Kościół nigdy nie zmieni stanowiska w kwestii zapłodnienia pozaustrojowego in vitro, stanowisko Kościoła w tej materii jest niezmienne od lat - mówi nowo mianowany kardynał Kazimierz Nycz. Wyjaśnił, dlaczego biskupi przypomnieli o tym w poniedziałkowym liście do najwyższych władz.
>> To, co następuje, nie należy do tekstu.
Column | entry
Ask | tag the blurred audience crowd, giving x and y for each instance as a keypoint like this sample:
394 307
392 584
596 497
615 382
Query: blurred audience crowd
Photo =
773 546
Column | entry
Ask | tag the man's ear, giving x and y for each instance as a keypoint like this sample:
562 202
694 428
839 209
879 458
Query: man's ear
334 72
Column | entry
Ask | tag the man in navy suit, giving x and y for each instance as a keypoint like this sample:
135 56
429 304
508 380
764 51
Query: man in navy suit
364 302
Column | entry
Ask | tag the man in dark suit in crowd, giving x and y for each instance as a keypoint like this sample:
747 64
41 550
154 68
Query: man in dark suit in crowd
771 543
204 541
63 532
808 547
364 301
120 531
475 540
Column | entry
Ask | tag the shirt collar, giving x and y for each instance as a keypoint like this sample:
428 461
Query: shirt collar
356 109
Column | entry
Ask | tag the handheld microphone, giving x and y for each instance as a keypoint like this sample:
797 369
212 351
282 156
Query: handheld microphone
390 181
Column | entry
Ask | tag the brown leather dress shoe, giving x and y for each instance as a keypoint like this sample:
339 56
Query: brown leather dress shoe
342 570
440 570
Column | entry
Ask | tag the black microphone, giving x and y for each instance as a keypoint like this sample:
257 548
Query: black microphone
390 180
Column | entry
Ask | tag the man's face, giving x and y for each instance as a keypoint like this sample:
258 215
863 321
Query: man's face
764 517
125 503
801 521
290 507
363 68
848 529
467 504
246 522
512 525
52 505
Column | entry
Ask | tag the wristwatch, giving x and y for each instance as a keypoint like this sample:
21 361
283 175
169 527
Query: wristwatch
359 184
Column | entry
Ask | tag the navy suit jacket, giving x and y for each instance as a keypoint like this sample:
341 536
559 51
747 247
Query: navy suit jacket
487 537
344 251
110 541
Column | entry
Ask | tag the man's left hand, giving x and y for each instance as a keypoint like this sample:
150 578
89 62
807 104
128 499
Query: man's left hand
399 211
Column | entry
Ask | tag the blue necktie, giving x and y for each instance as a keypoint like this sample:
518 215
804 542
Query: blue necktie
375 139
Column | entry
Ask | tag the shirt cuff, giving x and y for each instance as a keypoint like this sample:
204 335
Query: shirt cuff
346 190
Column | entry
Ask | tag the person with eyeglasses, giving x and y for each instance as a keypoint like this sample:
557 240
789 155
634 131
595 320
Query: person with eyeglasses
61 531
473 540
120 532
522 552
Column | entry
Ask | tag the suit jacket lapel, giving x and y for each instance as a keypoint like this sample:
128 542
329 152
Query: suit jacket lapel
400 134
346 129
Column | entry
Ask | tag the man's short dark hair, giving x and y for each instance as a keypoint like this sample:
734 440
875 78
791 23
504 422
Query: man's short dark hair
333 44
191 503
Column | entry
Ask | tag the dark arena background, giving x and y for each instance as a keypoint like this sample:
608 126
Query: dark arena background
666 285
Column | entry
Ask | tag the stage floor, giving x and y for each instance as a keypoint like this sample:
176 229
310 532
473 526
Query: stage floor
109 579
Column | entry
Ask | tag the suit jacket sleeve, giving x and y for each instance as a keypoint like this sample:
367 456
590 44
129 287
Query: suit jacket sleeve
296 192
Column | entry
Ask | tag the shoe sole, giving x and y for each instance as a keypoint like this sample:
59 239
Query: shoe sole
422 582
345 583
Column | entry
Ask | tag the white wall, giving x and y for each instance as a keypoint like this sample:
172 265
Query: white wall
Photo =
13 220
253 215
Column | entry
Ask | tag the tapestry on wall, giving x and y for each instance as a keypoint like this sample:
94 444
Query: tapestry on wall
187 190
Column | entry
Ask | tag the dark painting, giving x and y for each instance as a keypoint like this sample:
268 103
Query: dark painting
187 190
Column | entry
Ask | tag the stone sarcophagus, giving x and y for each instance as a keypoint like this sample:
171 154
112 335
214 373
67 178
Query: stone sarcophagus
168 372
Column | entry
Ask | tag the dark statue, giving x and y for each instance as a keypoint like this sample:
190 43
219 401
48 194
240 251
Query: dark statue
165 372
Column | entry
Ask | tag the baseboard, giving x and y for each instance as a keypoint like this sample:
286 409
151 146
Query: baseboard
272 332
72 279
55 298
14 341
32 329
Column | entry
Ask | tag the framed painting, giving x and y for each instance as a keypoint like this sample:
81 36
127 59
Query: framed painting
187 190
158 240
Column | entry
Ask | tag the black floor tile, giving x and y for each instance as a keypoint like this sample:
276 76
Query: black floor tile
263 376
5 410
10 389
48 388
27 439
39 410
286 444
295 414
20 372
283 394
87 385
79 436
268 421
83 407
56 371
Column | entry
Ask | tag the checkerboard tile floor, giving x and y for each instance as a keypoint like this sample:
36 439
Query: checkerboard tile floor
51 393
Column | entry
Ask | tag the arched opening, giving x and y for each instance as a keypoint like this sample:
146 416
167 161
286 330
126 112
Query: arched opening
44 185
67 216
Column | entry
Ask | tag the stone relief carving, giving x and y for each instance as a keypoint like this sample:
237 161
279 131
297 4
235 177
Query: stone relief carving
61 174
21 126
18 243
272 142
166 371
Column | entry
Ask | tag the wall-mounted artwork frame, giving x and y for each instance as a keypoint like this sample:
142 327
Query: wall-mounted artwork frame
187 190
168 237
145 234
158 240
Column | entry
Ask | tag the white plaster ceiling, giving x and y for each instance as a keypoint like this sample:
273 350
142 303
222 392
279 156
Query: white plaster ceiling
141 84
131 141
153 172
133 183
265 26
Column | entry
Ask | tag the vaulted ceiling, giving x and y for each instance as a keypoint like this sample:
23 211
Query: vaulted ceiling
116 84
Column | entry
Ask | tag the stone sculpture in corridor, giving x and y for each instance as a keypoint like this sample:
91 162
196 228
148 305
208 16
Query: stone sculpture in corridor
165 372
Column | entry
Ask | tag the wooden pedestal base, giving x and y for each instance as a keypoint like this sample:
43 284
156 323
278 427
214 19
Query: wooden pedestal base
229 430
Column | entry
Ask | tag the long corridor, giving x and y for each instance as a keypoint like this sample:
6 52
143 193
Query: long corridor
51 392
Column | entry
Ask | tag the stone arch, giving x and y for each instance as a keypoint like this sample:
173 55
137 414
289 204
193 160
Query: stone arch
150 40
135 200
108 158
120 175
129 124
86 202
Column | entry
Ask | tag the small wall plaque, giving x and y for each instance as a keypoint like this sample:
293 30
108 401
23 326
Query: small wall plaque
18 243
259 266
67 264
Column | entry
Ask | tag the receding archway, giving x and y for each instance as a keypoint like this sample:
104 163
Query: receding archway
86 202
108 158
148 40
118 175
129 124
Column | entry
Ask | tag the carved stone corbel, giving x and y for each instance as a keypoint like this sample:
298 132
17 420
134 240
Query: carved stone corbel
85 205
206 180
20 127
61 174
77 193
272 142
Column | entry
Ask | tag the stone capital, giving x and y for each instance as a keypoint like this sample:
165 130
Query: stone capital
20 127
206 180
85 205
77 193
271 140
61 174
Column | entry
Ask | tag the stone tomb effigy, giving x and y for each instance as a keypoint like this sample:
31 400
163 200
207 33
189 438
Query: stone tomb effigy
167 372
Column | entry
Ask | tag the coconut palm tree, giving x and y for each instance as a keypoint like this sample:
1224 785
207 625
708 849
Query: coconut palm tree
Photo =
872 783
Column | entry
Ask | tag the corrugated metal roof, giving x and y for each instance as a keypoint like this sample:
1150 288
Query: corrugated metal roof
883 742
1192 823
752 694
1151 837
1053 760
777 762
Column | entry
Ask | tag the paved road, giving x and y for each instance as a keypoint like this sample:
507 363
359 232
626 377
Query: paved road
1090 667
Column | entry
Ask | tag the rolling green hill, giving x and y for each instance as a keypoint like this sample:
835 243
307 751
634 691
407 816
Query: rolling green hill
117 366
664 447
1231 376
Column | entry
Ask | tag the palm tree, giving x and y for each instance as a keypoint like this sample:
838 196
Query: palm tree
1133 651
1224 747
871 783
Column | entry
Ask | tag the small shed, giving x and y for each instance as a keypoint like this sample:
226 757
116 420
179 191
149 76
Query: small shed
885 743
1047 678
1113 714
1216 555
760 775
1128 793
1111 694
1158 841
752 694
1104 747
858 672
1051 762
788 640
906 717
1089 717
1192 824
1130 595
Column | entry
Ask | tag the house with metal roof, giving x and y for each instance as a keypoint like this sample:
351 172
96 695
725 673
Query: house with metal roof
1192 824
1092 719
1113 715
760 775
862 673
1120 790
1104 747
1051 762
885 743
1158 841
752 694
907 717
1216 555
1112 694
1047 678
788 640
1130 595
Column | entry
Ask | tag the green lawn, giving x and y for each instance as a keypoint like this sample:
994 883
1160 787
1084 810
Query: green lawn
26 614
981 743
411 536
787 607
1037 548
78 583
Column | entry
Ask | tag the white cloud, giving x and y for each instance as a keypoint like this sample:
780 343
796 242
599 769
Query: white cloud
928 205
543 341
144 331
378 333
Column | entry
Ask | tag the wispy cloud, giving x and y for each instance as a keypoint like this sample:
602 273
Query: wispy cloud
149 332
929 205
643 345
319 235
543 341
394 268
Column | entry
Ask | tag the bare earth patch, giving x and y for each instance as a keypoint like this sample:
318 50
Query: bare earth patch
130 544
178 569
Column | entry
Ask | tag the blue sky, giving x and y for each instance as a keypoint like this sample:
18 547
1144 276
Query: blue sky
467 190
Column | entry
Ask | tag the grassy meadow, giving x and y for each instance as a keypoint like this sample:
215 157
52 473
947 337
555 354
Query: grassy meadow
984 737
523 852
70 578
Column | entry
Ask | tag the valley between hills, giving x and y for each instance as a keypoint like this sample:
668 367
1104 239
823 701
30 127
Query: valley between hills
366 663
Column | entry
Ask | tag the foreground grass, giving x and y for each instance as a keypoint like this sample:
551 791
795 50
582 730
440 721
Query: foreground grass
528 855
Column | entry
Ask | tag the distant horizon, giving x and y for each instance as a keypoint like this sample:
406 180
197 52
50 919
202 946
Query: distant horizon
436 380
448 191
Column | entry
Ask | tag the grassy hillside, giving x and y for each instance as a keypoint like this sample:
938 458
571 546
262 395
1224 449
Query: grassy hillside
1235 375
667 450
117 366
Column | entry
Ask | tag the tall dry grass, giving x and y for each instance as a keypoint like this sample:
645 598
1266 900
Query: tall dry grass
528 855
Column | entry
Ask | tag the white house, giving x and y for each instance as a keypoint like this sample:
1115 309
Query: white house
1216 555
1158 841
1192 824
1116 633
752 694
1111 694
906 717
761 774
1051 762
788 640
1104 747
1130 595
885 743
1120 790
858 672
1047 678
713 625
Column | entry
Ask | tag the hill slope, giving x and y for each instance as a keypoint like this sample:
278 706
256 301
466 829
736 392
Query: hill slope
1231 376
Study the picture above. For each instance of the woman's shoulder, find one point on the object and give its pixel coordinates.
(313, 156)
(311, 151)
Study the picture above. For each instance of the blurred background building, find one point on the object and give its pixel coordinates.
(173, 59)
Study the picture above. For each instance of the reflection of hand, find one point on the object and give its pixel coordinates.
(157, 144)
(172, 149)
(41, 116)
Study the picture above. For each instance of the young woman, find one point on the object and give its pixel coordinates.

Nie dlatego, że zacznie się debata w Sejmie nad projektami dotyczącymi in vitro, ale dlatego, że ci, którzy są za upowszechnieniem metody in vitro, zaciemniają ludziom, którzy ewentualnie decydują się na tę ustawę, zasłaniają wszelkie możliwe jej konsekwencje - powiedział. Podkreślił, że Kościół jedynie przypomniał, że w tej kwestii są granice, których człowiek w sposób odpowiedzialny nie może przekraczać.

Hierarcha zaznaczył, że słowo "eugenika" w zastosowaniu do metody in vitro w liście biskupów zostało użyte w sposób świadomy. Jego zdaniem, przez tę metodę dokonuje się to, co się dokonywało w eugenice - zwyczajną selekcję narodu.

W poniedziałek przewodniczący KEP abp Józef Michalik, przewodniczący Zespołu KEP ds. Bioetycznych abp Henryk Hoser i przewodniczący Rady ds. Rodziny KEP bp Kazimierz Górny skierowali list do prezydenta, marszałków Sejmu i Senatu, premiera oraz przewodniczących klubów parlamentarnych i sejmowych komisji - zdrowia oraz polityki społecznej i rodziny.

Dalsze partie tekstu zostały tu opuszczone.